= Maidenbower (electoral division) =

Maidenbower
Shown within West Sussex
| District: | Crawley |
| UK Parliament Constituency: | Crawley |
| Ceremonial county: | West Sussex |
| Electorate (2009): | 8720 |
County Councillor
Robert Lanzer (Con)

Maidenbower is an electoral division of West Sussex in the United Kingdom, and returns one member to sit on West Sussex County Council.
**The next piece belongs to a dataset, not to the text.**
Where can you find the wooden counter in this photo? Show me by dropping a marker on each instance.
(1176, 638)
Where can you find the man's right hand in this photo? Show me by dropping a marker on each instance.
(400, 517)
The current County Councillor, is Robert Lanzer who won the seat in a by-election after the resignation of the former Leader of West Sussex County Council Henry Smith upon being elected as Member of Parliament for Crawley.

==Extent==
The division covers the neighbourhoods of Maidenbower and the southern part of Pound Hill, which form part of the urban area of the town of Crawley.

It falls entirely within the un-parished area of Crawley Borough and comprises the following borough wards: Maidenbower Ward and the western part of Pound Hill South & Worth Ward.

==Election results==
===2013 Election===
Results of the election held on 2 May 2013:

Maidenbower
| Party |  | Candidate | Votes | % | ±% |
|---|---|---|---|---|---|
|  | Conservative | Bob Lanzer | 1,165 | 50.3 | −22.0 |
|  | Labour | Peter Smith | 506 | 21.8 | +7.8 |
|  | UKIP | Simon Mizzi | 462 | 19.9 | N/A |
|  | Green | Ben Liles | 104 | 4.5 | N/A |
|  | Liberal Democrats | Bill Morrison | 79 | 3.4 | −10.3 |
| Majority |  |  | 659 | 28.5 | −6.3 |
| Turnout |  |  | 2,316 | 24.9 | −9.9 |
|  | Conservative hold |  | Swing | 14.9% Con to Lab |  |

===2010 By-Election===
Results of the election held on 7 October 2010:

Maidenbower
| Party |  | Candidate | Votes | % | ±% |
|---|---|---|---|---|---|
|  | Conservative | Robert Lanzer | 1036 | 64.4 | − 7.9 |
|  | Labour | Peter Smith | 417 | 25.9 | + 11.9 |
|  | Liberal Democrats | Sulu Pandya | 82 | 5,1 | − 8.6 |
|  | UKIP | John MacCanna | 61 | 3.8 | N/A |
|  | Justice Party | Arshad Khan | 12 | 0.7 | N/A |
| Majority |  |  | 619 | 48.5 | − 9.8 |
| Turnout |  |  | 1626 | 17.1 | − 17.6 |
|  | Conservative hold |  | Swing | - 9.9 |  |

===2009 Election===
Results of the election held on 4 June 2009:

Maidenbower
| Party |  | Candidate | Votes | % | ±% |
|---|---|---|---|---|---|
|  | Conservative | Henry Smith | 2,192 | 72.3 |  |
|  | Labour | Kieran Byrne | 425 | 14.0 |  |
|  | Liberal Democrats | Suhasini Gaurishanker | 415 | 13.7 |  |
| Majority |  |  | 1,767 | 58.3 |  |
| Turnout |  |  | 3,032 | 34.8 |  |
|  | Conservative win (new seat) |  |  |  |  |

The division came into existence as the result of a boundary review recommended by the Boundary Committee for England, the results of which were accepted by the Electoral Commission in March 2009.